Segundo relatos dos estudantes da turma 99, tudo começou quando um professor do CCM, em uma reunião de docentes e discentes para assistir os Jogos Olímpicos, iniciou um discurso criticando o cartaz e o nome indicado pelos alunos.
“Foi uma escolha equivocada, mas não foi com a intenção de violência contra a mulher. Foi infeliz, admitimos, o nome realmente não foi legal”, revelou o estudante. “O nome realmente não poderia ter sido colocado, porque dava margem a dupla interpretação, uma escolha equivocada que foi revista e reconhecida pelos alunos. Sai uma lição positiva do cuidado que temos que ter com as palavras”, acrescentou o diretor do CCM, Eduardo Sérgio.
Em resposta aos cartazes e ao termo entendido por muitos como um desrespeito às mulheres, alguns coletivos feministas da UFPB emitiram uma nota de repúdio ao termo escolhido. A nota destaaca que “o trocadilho dopasmina é um termo bastante utilizado pelos estudantes de medicina de todo o país ao nomear festas e eventos onde ocorrem diversas tentativas e abusos sexuais às mulheres". "É notável a falta de empatia da turma com diversas vítimas e também com as colegas que, mais uma vez, se encontram a mercê do machismo e da cultura do estupro”, diz a nota.
Segundo a pesquisadora do Grupo de Estudo e Pesquisa em Gênero e Mídia (GEM), da UFPB, Lívia Costa, essa atitude não pode ser vista como uma exceção. “A escolha do nome ‘dopasmina’ em referência à dopamina, substância química do organismo, é usado muito mais como uma valorização de ‘dopar as minas’, atitude de agressão muito recorrente nos campi universitários, onde homens se aproveitam de mulheres sob efeito do álcool, impossibilitadas de dizerem não. A cultura do estupro não é uma ficção”, disse.

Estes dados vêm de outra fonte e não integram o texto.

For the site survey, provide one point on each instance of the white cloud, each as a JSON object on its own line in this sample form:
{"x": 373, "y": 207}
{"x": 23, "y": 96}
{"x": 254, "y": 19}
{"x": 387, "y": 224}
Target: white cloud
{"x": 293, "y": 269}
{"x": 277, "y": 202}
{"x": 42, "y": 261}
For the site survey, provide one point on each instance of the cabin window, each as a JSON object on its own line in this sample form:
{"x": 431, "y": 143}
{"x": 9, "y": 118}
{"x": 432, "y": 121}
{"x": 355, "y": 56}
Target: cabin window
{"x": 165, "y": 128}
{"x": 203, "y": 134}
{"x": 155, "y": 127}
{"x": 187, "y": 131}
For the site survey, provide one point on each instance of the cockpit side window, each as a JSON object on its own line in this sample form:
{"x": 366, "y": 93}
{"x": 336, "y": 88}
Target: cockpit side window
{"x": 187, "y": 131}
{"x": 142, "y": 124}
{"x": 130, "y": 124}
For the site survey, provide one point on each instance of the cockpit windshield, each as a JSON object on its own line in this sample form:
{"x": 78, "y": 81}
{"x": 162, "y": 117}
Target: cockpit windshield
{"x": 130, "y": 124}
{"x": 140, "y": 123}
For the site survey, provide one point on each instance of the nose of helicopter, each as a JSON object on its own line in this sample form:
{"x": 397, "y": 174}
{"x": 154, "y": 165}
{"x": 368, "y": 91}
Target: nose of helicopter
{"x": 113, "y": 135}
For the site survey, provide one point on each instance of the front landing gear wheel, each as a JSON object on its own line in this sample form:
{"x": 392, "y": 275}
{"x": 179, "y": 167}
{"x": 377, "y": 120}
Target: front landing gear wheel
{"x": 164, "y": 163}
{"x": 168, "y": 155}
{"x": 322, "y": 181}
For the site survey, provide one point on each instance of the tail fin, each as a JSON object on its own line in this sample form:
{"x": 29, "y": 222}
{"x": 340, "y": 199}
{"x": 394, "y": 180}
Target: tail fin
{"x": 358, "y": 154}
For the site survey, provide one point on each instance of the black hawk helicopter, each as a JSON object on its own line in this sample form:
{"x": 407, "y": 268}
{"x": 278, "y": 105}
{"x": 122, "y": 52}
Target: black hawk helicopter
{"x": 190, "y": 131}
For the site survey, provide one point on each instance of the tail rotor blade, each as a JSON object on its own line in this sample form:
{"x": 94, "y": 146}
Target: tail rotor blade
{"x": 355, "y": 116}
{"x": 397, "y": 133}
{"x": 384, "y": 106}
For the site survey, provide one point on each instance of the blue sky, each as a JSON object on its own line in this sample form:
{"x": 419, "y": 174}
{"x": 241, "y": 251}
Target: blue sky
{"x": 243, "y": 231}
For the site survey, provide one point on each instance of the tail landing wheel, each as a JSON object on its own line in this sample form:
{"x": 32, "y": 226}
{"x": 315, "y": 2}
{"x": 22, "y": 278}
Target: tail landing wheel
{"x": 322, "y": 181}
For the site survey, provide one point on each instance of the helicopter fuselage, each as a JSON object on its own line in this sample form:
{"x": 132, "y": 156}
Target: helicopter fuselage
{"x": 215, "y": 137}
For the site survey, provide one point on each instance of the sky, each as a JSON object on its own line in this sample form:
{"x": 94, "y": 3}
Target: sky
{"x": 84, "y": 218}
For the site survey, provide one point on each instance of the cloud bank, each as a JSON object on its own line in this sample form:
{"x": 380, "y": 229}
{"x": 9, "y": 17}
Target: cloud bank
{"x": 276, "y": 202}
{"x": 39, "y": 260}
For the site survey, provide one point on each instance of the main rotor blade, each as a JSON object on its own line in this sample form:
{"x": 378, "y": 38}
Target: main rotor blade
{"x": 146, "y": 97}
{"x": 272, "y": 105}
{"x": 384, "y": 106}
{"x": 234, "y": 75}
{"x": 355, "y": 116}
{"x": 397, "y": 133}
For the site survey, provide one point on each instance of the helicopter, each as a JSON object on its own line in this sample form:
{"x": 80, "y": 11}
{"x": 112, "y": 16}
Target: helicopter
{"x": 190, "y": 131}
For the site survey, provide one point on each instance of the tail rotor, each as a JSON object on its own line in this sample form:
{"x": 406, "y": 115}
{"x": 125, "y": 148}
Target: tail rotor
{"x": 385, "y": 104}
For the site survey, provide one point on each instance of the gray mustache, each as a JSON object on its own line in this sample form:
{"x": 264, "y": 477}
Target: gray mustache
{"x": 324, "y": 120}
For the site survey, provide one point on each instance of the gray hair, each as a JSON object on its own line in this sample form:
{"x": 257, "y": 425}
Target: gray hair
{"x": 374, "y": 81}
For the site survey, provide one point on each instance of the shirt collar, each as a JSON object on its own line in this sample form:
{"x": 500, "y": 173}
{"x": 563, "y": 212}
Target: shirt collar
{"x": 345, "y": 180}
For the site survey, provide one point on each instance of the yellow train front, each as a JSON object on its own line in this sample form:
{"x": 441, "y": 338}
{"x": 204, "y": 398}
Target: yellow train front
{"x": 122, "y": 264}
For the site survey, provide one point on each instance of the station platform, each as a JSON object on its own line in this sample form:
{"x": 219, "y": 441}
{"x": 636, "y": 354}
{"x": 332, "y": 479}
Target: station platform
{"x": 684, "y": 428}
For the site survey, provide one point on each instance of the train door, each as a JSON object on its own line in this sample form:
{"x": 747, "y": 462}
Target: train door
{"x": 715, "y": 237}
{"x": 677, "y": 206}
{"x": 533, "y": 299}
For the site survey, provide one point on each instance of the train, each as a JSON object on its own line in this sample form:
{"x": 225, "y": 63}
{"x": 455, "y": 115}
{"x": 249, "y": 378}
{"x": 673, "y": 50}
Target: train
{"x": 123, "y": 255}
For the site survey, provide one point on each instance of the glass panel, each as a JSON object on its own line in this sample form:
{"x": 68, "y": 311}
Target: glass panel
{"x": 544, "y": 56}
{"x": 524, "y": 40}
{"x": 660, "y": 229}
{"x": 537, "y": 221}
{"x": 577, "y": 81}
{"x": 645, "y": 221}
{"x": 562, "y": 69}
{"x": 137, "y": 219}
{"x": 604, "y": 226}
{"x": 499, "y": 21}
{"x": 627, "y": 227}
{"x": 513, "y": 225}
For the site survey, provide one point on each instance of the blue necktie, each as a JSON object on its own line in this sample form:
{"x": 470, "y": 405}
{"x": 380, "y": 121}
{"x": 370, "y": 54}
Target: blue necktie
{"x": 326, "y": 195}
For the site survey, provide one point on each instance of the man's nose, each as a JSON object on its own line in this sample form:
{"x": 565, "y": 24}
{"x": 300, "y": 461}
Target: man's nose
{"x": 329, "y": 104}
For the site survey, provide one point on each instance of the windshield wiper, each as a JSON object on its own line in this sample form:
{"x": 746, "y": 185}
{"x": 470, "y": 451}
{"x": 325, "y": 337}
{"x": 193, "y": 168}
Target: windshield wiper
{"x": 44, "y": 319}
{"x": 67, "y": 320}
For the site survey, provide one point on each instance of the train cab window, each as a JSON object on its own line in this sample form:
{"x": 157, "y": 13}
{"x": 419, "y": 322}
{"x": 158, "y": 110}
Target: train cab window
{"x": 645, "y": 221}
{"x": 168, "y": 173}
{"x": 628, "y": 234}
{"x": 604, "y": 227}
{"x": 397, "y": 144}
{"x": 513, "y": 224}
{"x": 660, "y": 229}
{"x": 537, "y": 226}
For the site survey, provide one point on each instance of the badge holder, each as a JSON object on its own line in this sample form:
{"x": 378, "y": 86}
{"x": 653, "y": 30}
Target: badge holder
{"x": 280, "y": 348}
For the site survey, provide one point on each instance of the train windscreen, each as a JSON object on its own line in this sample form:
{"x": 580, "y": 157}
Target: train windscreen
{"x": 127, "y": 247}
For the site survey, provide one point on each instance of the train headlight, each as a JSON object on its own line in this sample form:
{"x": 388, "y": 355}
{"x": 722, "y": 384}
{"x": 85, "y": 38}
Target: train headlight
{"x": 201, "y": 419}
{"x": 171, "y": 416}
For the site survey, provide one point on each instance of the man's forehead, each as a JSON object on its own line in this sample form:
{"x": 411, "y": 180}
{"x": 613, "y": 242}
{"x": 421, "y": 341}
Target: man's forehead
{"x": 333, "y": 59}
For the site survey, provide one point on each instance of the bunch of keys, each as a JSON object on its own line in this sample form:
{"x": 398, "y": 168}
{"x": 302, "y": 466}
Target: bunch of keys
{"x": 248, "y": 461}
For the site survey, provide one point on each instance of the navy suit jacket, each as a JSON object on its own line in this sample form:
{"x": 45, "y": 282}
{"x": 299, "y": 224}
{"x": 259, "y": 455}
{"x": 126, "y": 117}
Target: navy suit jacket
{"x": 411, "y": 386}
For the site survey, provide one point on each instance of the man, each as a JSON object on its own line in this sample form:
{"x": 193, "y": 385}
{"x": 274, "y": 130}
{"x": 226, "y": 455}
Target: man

Estudantes modificaram os cartazes expostos com o termo “dopasmina” para palavras como “respeitasmina” e “juntasmina”, pedindo respeito e união dentro da sociedade “e principalmente dentro do curso médico, para que novas atitudes machistas e opressoras não se reproduzam”.
De acordo com o estudante da turma 99, a turma vai tomar as medidas cabíveis. “Arquivamos os documentos. Nos chamaram de estupradores e divulgaram imagens não autorizadas”, disse. Em nota de esclarecimento, disseram que entendem a importância de combater a cultura do estupro e ratificaram que esse tipo de comportamento nunca foi defendido pela turma.
Para Lívia Costa, o estudo de gênero ainda é escasso nas universidades e isso daria margem para que casos como esses viessem à tona. “A UFPB é uma extensão da realidade social. Os alunos que estudam aqui chegam no campus sem nenhum estudo de gênero e mergulhados na cultura do patriarcado, por isso são reprodutores do machismo que está além dos muros da universidade. Seria crucial o ensino de gênero nas escolas de base e nas universidades como medida de combate ao machismo e para que atitudes como essa não voltassem a se repetir”, acredita.